I enjoy building virtual cities, as in digital modeling, even though it is very labor intensive and time-consuming, so much so that I haven't been home much lately, and should be modeling at this moment rather than writing. However, one must write when the bug bites, as one cannot live by modeling alone, although it is part of what I do to pay the bills. Building cities satisfies that architectural love of the play of forms, which some believe is what inspired whatever god to creation. It is also the basis for the affliction of "designeritis" which so many in our profession are inflicted with, that ingrained godlike sense that what we create must be, has to be, for the best because it seems so right and self-evident to our own sensibilities.
As an urban designer and planner with an architectural background, I am considered (when I am considered to have a place in the profession at all) to be a "bridge" between the differing fields of practice. In actuality designers in each field - landscape architecture, architecture, and increasingly engineers and others - consider urban planning and design to be fully within their own realm of practice and specialized capabilities. Many are quite capable of multiple points of view and an interdisciplinary approach, and I offer my poor contributions wherever such are accepted. There are, unfortunately, occasional outbreaks of Designeritis, during which any attempt to generate a dialogue of other viewpoints with the afflicted party is futile. The bug has bitten and inflicted the Designer with a unique Vision which must be realized in form.
Great Visions are compelling and have a way of becoming actualized in the real world, with widely varying levels of success. As I am modeling a virtual city, first building the existing conditions, then the infill of improvements and developments over time, I find it important to keep it tied to quantifiable, verifiable realities of urban development and placemaking, even in the simple blocky massing stages. What the clients are usually expecting is something different, a "Visualization". As our digital environments, in which so many spend so much time or at least have become quite familiar with, become more photographically realistic, there is an accompanying trend of rising expectation of photorealism to the point of virtual reality in the depiction of architectural and urban designs, even in conceptual stages
Vision, in the sense of sight, is very powerful, perhaps the most powerful of the senses, but is still only one of the ways in which we interact with and experience our "real" environments. This emphasis on photorealism is in some ways a return to the school of architecture as high art, a painterly aesthetic. That aesthetic is important, as are the Vitruvian delights - but the design of human environments must be more than a visual or artistic aesthetic. The form-based school of design requires an evidence-based counterbalance which is too often either lacking or under-valued as something that can be applied at a later stage. The initial pressure and efforts are for "pretty pictures" to sell an idea to the public or to market it to investors.
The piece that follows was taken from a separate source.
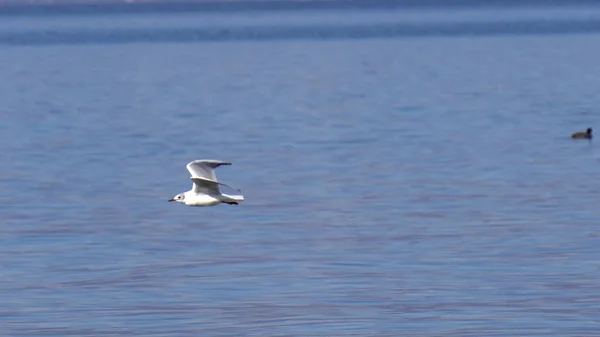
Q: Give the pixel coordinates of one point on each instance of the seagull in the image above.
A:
(583, 135)
(205, 190)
For some years there was school of thought in the design world that followed literary and linguistic theories, known as Deconstruction. Rem Koolhaas, who was a journalist before he was an architect, was one of the best known proponents. What it boiled down to is the notion that whoever tells the best, most compelling story, wins. The story becomes the truth, the reality, by virtue of the power of the telling. A powerful story or vision can become reality - but what then? What genie do we let out of the bottle? Sometimes getting what we wished for, what we so effectively visualized or imagined, has unintended consequences. That's why I would really like the opportunity to do more research for evidence-based design and put a soul into the pretty shell of the simulacrum.
These images are student exercises and not client project models.